Seattle’s defense isn’t nearly as dominating as it was a year ago, but the biggest problem remains the Hawks’ offensive line. They allowed three sacks and had three holding penalties and QB Russell Wilson was running for his life, especially in the first half when the Seahawks fell behind 21-3 at one point.

At the start of the season, I thought these Seahawks might be even better than last year’s Seahawks.


Even after last week’s loss to Dallas, I thought the Hawks were still the team to beat in the NFC.


Arizona (5-1) might be the best team, even better than Dallas (5-1) and Philadelphia (6-1) and don’t forget about the Packers (4-2) or 49ers (3-3). The Seahawks are still in the mix, but they’ve put themselves in a precarious position. At 3-3, they don’t have a lot of room for error and the schedule is far tougher than it was a year ago with road games left against Carolina (Oct. 26), Kansas City (Nov. 16) and Philadelphia (Dec. 7) and home-and-home games still to play with the Cardinals and 49ers.

We were reminded that the previous eight Super Bowl champions didn’t win a playoff game the following year. So the Seahawks didn’t have history on their side when the season started, but to suggest they might not make the playoffs seemed pretty far-fetched.

Now? Well, maybe not so much.

Pete Carroll, interviewed on 710 ESPN radio Monday morning, said, “The story is not written right now.”

What about those Huskies?

The Oregon-Washington game was a total mismatch. Oregon’s 45-20 victory, their 11th straight over the Huskies, was far more convincing than I figured it would be. Washington’s defense, so impressive the week before while holding Cal to seven points, couldn’t stop the run or the pass.

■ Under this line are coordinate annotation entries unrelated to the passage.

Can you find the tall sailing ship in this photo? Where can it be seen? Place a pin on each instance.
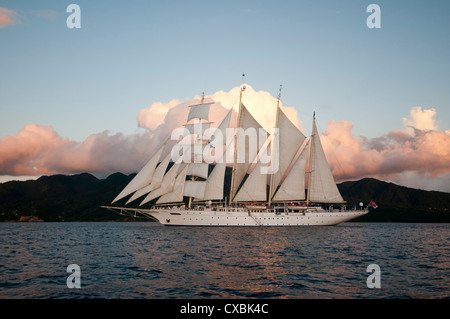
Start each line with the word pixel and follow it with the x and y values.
pixel 281 178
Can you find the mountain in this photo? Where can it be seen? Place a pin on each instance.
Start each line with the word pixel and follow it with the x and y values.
pixel 397 203
pixel 79 197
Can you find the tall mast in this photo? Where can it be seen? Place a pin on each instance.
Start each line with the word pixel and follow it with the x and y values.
pixel 311 150
pixel 230 200
pixel 195 139
pixel 276 126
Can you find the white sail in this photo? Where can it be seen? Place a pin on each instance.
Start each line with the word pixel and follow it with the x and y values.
pixel 144 177
pixel 177 194
pixel 198 111
pixel 246 152
pixel 290 139
pixel 197 127
pixel 214 184
pixel 164 186
pixel 156 180
pixel 254 187
pixel 198 170
pixel 293 186
pixel 194 189
pixel 322 187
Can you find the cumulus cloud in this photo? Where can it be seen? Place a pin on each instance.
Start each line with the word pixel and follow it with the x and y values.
pixel 39 150
pixel 165 117
pixel 420 120
pixel 8 17
pixel 417 155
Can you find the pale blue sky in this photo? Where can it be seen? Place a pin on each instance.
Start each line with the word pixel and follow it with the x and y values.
pixel 129 54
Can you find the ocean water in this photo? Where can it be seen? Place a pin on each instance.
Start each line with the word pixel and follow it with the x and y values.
pixel 147 260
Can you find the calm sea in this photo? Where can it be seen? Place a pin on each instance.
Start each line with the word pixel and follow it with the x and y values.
pixel 146 260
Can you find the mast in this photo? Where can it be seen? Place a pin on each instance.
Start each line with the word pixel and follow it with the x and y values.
pixel 276 126
pixel 311 150
pixel 230 200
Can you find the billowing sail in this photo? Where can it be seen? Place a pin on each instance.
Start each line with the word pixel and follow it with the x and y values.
pixel 177 194
pixel 200 111
pixel 198 170
pixel 156 180
pixel 167 184
pixel 144 177
pixel 246 149
pixel 289 140
pixel 293 186
pixel 322 187
pixel 195 189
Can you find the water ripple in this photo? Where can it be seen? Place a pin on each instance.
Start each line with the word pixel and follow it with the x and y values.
pixel 142 260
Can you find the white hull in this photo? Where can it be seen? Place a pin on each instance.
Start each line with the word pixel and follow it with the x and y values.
pixel 242 217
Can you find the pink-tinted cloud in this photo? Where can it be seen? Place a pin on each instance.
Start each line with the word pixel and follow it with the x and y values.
pixel 414 156
pixel 39 150
pixel 8 17
pixel 417 155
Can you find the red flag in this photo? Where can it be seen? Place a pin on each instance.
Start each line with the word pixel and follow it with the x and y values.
pixel 372 203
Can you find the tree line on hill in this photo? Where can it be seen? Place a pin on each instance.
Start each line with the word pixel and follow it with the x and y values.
pixel 80 197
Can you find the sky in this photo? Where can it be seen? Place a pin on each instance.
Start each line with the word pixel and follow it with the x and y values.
pixel 99 98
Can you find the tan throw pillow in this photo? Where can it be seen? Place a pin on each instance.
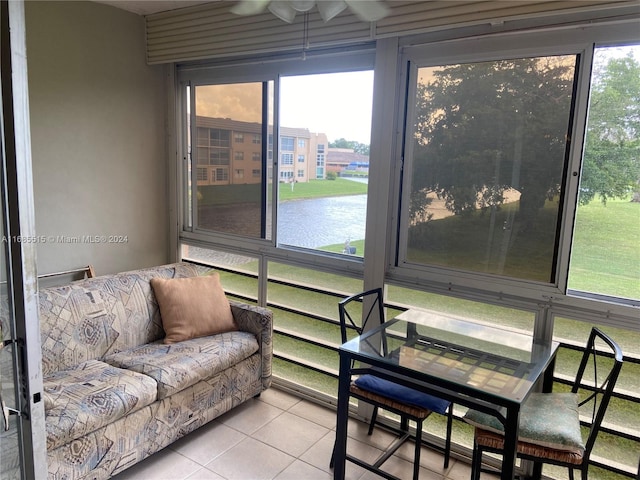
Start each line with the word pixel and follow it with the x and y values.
pixel 192 307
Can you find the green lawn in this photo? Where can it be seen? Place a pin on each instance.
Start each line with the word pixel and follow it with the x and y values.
pixel 321 188
pixel 606 250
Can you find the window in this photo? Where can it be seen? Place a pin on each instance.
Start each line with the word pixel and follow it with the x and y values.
pixel 222 174
pixel 340 107
pixel 219 138
pixel 235 205
pixel 286 144
pixel 604 263
pixel 486 157
pixel 202 175
pixel 218 156
pixel 287 159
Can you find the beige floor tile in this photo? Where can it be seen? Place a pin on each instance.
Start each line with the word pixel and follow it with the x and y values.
pixel 251 459
pixel 299 470
pixel 402 469
pixel 319 455
pixel 208 442
pixel 279 398
pixel 316 413
pixel 291 434
pixel 204 474
pixel 164 465
pixel 250 416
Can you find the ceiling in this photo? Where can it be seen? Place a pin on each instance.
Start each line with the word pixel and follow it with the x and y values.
pixel 147 7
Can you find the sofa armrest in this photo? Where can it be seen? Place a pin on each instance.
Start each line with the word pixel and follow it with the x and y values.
pixel 259 321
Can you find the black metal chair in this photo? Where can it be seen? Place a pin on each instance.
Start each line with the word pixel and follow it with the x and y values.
pixel 549 429
pixel 409 404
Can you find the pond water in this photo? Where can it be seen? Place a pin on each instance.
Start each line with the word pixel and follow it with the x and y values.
pixel 318 222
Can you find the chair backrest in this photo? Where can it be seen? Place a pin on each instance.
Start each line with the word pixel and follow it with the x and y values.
pixel 602 360
pixel 358 310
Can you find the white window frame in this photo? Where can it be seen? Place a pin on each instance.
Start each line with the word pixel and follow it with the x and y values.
pixel 570 42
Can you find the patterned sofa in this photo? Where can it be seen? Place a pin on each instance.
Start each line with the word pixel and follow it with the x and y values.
pixel 114 393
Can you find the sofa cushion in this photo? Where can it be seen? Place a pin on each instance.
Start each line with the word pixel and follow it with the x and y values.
pixel 192 307
pixel 99 316
pixel 179 365
pixel 80 400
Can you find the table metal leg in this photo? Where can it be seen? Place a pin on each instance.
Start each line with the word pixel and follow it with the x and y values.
pixel 510 443
pixel 342 418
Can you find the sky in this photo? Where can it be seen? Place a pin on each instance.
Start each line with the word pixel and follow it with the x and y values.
pixel 338 104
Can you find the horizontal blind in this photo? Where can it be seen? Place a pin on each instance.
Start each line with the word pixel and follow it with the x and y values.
pixel 211 31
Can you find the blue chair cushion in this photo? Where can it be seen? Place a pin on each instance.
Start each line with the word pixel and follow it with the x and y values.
pixel 402 394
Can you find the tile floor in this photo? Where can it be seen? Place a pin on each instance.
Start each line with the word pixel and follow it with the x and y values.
pixel 282 437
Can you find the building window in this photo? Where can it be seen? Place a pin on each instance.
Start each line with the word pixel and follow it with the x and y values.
pixel 222 174
pixel 245 211
pixel 287 158
pixel 219 156
pixel 218 137
pixel 202 175
pixel 286 144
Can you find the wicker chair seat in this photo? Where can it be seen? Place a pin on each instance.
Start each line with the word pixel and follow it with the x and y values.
pixel 495 441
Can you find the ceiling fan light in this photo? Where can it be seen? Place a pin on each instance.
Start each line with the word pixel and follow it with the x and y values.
pixel 302 5
pixel 368 10
pixel 283 10
pixel 249 7
pixel 330 8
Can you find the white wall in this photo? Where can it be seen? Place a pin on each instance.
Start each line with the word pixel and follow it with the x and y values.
pixel 98 136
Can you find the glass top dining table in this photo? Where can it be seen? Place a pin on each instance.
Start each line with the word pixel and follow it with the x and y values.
pixel 479 366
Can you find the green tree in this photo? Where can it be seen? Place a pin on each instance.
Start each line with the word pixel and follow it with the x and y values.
pixel 357 147
pixel 611 167
pixel 483 128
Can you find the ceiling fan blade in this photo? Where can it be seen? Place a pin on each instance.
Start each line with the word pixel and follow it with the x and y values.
pixel 368 10
pixel 330 8
pixel 249 7
pixel 283 10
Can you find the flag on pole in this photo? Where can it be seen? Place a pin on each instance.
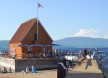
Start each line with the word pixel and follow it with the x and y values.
pixel 39 5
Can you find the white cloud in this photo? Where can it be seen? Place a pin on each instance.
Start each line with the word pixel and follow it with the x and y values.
pixel 90 33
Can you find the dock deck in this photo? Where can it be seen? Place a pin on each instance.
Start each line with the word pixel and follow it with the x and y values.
pixel 88 69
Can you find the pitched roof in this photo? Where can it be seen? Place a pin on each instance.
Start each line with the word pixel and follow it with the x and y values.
pixel 23 30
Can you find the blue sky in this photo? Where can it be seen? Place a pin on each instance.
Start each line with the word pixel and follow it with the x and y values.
pixel 61 18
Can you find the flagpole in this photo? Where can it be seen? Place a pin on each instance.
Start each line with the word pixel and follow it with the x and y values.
pixel 37 21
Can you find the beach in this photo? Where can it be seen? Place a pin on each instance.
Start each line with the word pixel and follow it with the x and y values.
pixel 39 74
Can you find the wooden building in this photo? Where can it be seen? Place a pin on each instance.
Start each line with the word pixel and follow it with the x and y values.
pixel 27 35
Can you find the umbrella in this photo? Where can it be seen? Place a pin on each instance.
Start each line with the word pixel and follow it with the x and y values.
pixel 36 45
pixel 24 45
pixel 52 45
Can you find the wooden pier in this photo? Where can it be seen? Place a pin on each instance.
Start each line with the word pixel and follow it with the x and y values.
pixel 87 69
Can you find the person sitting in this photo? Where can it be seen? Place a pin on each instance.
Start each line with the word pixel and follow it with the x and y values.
pixel 9 70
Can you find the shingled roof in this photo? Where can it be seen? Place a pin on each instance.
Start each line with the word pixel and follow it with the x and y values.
pixel 22 31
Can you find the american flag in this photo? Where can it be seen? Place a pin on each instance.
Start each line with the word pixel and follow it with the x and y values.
pixel 39 5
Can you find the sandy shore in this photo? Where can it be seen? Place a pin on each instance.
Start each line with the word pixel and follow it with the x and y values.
pixel 39 74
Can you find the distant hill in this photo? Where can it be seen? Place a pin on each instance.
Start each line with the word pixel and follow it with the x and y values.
pixel 4 44
pixel 83 42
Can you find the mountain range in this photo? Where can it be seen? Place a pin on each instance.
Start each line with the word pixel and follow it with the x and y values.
pixel 83 42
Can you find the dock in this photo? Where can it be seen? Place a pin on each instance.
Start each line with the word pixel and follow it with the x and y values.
pixel 87 69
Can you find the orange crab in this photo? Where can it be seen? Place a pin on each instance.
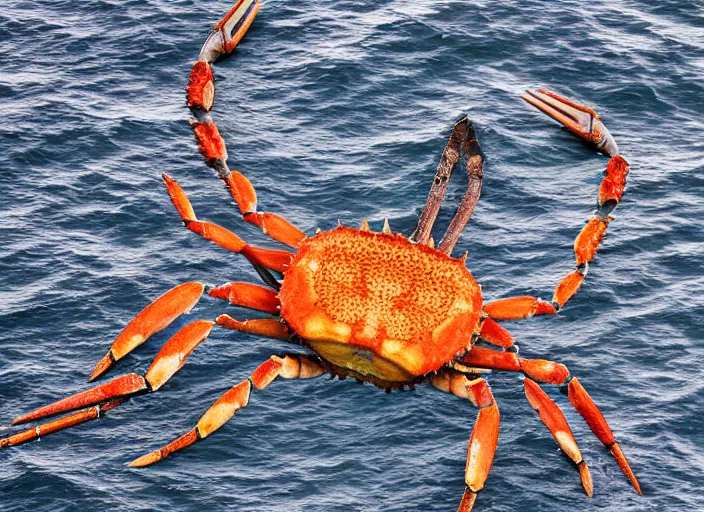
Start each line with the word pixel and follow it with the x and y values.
pixel 379 307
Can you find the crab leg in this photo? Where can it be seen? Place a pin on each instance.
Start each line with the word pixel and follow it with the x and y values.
pixel 552 417
pixel 549 372
pixel 584 122
pixel 156 316
pixel 475 166
pixel 167 362
pixel 273 259
pixel 268 327
pixel 248 295
pixel 200 95
pixel 485 435
pixel 492 333
pixel 60 424
pixel 514 308
pixel 450 157
pixel 287 367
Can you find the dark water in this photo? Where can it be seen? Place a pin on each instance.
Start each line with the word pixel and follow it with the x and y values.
pixel 341 110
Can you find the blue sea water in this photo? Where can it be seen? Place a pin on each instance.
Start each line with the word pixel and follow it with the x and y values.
pixel 340 110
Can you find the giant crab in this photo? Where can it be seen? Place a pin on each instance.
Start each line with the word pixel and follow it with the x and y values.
pixel 378 307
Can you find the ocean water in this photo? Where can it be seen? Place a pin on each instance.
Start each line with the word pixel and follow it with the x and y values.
pixel 340 110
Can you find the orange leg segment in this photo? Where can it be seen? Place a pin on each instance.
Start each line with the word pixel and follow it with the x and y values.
pixel 270 258
pixel 550 372
pixel 248 295
pixel 268 327
pixel 485 435
pixel 155 317
pixel 552 417
pixel 287 367
pixel 516 308
pixel 167 362
pixel 494 334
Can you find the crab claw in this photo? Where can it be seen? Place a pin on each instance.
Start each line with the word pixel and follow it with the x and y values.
pixel 167 362
pixel 580 120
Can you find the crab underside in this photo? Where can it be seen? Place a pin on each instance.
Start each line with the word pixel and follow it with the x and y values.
pixel 378 307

And Washington’s offense didn’t look so hot either against an Oregon defense that has struggled at times.

Quarterback Marcus Mariota played like a Heisman Trophy winner and the Ducks didn’t look anything like the team that barely beat Washington State 38-31 and lost to Arizona 31-24.

If Oregon runs the table against Cal, Stanford, Utah, Colorado and Oregon State, they should wind up in college football’s four-team national playoff. But in college football’s most unpredictable season, who can say for sure what’s going to happen from week to week?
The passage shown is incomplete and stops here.